The Food MicroModel database managed by the Institute of Food Research (IFR) is one of the largest systematically organised databases on bacterial responses to food environments. It stores growth, survival and death data generated under a former Government-funded research and kinetic parameters collected from scientific literature. The database needs regular maintenance and improvement to keep pace with the fast developments in IT and computation, as well as servicing its computer programs.

The aim of this project is to improve the Food MicroModel database as well as the mathematical models developed and validated within the database.

Research Approach

The project objectives are to:

1. Access-Excel database-prediction connection
Connect the Food MicroModel Access database with an Excel add-in, developed by the IFR, which can carry out the predicting procedures. This would enable users to obtain more sophisticated predictions (e.g. under changing in temperatures) and it would also facilitate comparisons of predicted curves with raw data.

2. Implement dynamic models for growth
Take account of the previous history of the cells (e.g. temperature profile) by introducing the physiological state parameter. Estimate lag by means of the parameter. The physiological state parameter quantifies the history effect (e.g. the effect of processing of the food before growth).

3. Estimate errors of prediction
To provide for Food MicroModel users with a measure of reliability of predictions. A mathematically well-established method for error estimation will be added to the predictions.

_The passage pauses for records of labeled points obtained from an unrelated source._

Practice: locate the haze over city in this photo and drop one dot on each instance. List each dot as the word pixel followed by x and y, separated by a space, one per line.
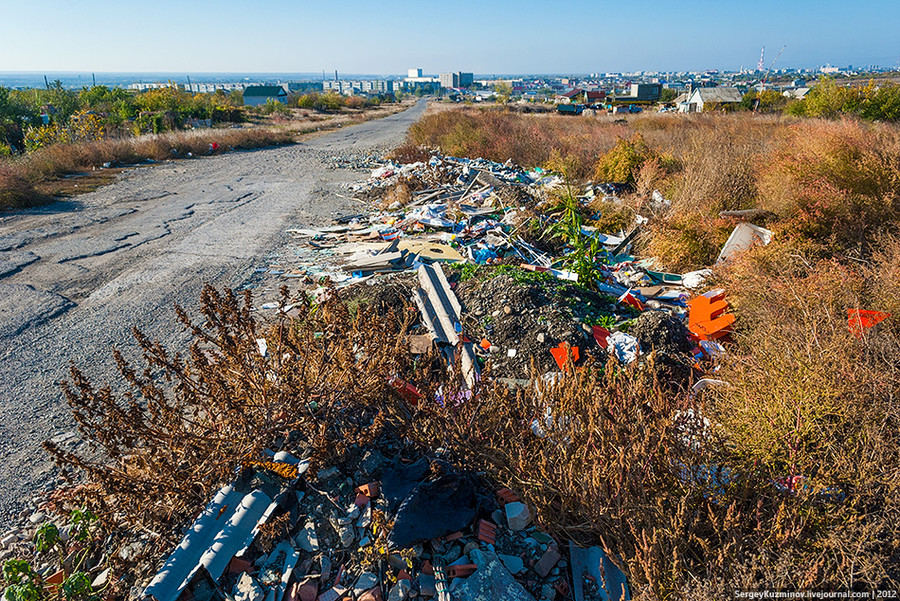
pixel 488 38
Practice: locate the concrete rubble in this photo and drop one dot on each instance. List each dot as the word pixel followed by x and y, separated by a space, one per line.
pixel 381 527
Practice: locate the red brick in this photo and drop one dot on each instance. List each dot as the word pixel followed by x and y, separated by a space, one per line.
pixel 461 571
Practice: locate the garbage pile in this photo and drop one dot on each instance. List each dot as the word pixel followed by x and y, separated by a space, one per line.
pixel 384 526
pixel 528 308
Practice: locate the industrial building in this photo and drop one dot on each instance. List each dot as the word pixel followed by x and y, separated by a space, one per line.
pixel 456 80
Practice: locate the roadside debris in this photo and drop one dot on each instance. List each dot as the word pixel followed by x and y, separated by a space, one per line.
pixel 456 248
pixel 423 530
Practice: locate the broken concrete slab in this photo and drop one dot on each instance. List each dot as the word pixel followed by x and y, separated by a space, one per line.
pixel 517 516
pixel 743 237
pixel 548 561
pixel 491 581
pixel 595 564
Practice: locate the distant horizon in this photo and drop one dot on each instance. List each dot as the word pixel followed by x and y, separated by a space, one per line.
pixel 500 37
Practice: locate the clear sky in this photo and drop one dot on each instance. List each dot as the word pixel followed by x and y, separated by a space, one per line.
pixel 391 36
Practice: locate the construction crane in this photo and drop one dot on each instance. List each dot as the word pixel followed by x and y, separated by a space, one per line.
pixel 766 78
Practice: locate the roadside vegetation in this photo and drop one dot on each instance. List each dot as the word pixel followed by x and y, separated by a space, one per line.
pixel 786 477
pixel 48 134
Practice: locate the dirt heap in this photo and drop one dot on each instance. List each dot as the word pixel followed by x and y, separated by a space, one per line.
pixel 522 315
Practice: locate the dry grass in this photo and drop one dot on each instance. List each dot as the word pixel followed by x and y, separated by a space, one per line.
pixel 22 178
pixel 792 484
pixel 529 140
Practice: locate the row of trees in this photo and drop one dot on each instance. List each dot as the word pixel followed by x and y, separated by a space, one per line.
pixel 828 99
pixel 33 118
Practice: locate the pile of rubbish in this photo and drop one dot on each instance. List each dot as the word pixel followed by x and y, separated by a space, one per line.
pixel 381 527
pixel 385 523
pixel 463 214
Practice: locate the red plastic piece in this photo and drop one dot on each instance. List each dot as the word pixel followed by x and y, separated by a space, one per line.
pixel 708 319
pixel 371 490
pixel 504 496
pixel 629 299
pixel 859 320
pixel 600 335
pixel 562 352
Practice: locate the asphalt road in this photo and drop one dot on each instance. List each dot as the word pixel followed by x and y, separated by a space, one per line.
pixel 76 276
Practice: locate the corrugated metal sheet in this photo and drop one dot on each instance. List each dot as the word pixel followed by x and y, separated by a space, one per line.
pixel 226 527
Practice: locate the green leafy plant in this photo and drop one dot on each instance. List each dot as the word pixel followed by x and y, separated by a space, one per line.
pixel 23 581
pixel 78 587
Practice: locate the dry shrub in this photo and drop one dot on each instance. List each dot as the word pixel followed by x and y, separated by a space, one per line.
pixel 683 242
pixel 408 153
pixel 815 407
pixel 527 139
pixel 16 192
pixel 17 176
pixel 622 162
pixel 835 183
pixel 185 423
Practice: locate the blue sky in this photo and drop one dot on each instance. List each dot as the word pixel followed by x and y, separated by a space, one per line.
pixel 356 36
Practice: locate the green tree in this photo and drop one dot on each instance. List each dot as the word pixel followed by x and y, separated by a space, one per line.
pixel 882 103
pixel 15 116
pixel 503 89
pixel 828 99
pixel 668 95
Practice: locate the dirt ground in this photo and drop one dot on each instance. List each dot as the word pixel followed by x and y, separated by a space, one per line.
pixel 77 275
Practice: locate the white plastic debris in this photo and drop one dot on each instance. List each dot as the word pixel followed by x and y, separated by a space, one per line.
pixel 625 347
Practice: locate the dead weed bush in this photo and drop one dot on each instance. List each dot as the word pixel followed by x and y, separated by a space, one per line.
pixel 185 423
pixel 835 183
pixel 816 406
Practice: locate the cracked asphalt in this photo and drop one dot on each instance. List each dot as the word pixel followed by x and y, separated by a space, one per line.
pixel 76 276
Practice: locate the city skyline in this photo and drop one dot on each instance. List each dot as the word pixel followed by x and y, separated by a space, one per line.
pixel 497 38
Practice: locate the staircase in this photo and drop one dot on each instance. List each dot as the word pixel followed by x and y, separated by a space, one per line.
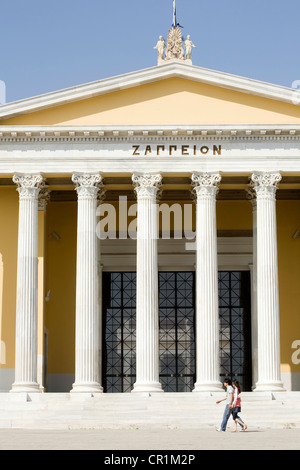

4. Provide indicators for model acceptability
There are no agreed standard measures to indicate when a predictive model is mathematically and biologically acceptable. Appropriate user-friendly indicators (bias and precision, robustness, etc) would greatly improve the credibility of predictive models and the Food MicroModel software. Those indicators would be calculated when remodelling the data and validating the improved and any new models.

5. Improve model capability to predict no-growth
Current Food MicroModels have been developed using growth data only from experiments carried out in broth. This has resulted in models that tend to estimate the 'worst-case' scenario – growth that is faster than is likely to occur in foods. Such models are especially conservative around the growth/no-growth boundary. The unified database IFR created (containing both the original experimental and literature data) can be used to develop a model that coincides with the validated growth model in the growth region and zero growth in the no-growth region. This requires new effort to model the interface between growth and no-growth regions.